Toplantıya “gazeteciyim” diyerek gelenlerin çoğunu yeni gördüm ve kendi kendime “Ey Allah’ım Kırşehir’de bu kadar gazeteci varmış da şimdiye kadar neredelermiş, ben niye görmedim, Kırşehir’in var olan, çözüme kavuşturulması gereken sorunlarını kaç kişi, kaç defa yazmış, kaç kişi elini taşın altına koymuş, kaç kişi suya sabuna dokunmuş?” diyerek serzenişte bulundum.

Demek ki gazeteci olmak için internette bir site kurup, bir şeyler yazmak, sosyal medyada bir şeyler paylaşmak veya bilgisayarın karşısına geçerek fotoğraf koyup, haber yapmak yeterli oluyormuş.

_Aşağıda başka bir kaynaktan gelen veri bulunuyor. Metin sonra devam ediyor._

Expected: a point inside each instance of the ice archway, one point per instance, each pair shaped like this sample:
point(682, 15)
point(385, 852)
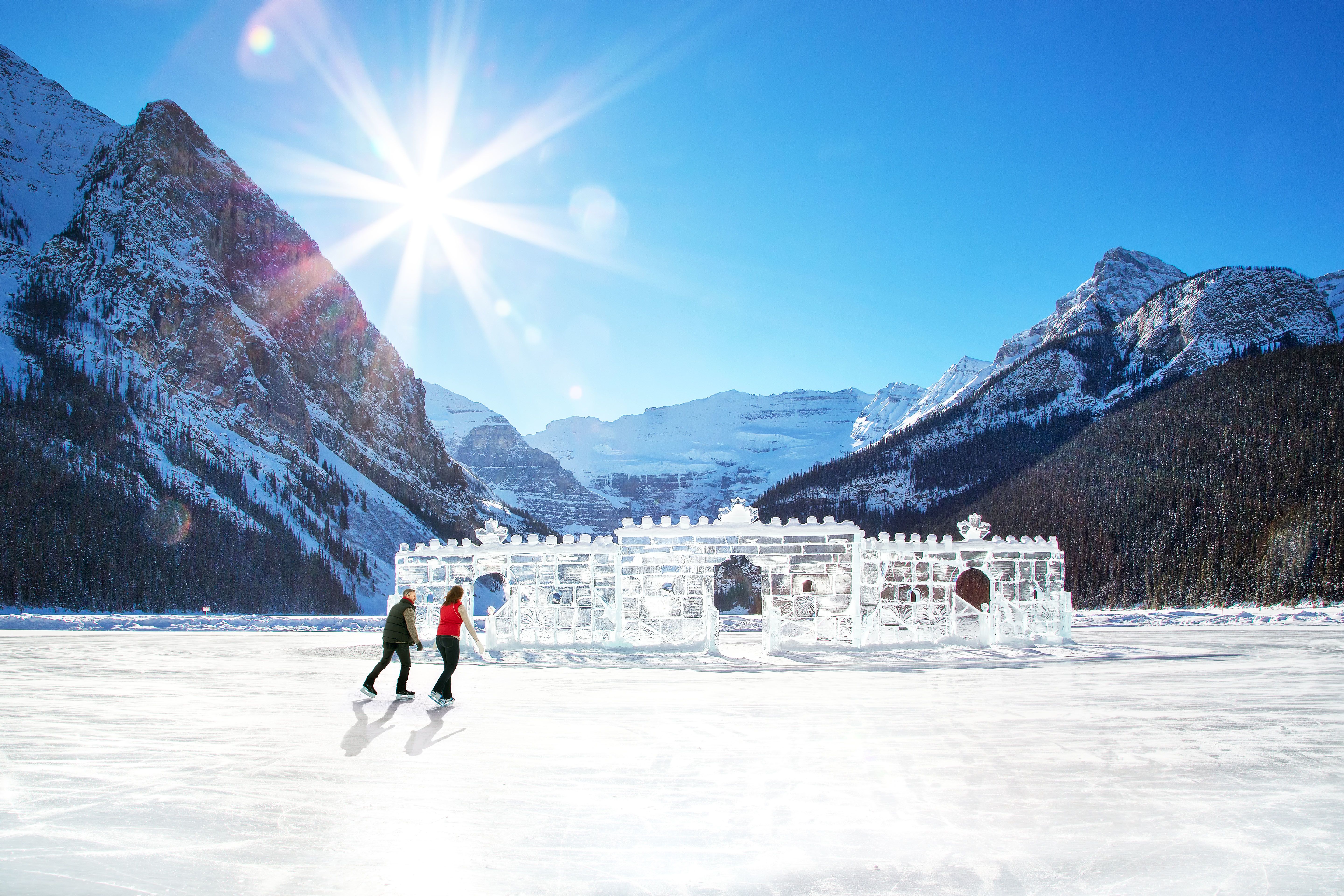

Basın-yayın, insan kaynakları ve halkla ilişkiler okumuş birisi olarak çocukluğumdan itibaren gönül bağım olan “Kırşehir Çiğdem” gazetesinde yıllardır  köşe yazısı ve eski bir Kırşehirsporlu futbolcu olduğum içinde zaman zaman  futbol yazıları yazmaktayım. Öncesinde internette yayın yapan ve birkaç yıl önce faaliyetlerine son veren Ankara Merkezli “Güncel Türkiye” gazetesinde yaklaşık dokuz yıl yazı yazdım.

Bu süreçte gazeteci ve köşe yazarı olmak için çok çalıştım, “okumadan alim, yazmadan katip olmadım.”Ancak ne hikmetse yine de bir türlü gazeteci ve köşe yazarı olamadım.

Kısaca bu toplantıya katılanlar içerisinde gazeteci ve köşe yazarı olamayan tek kişi bendim.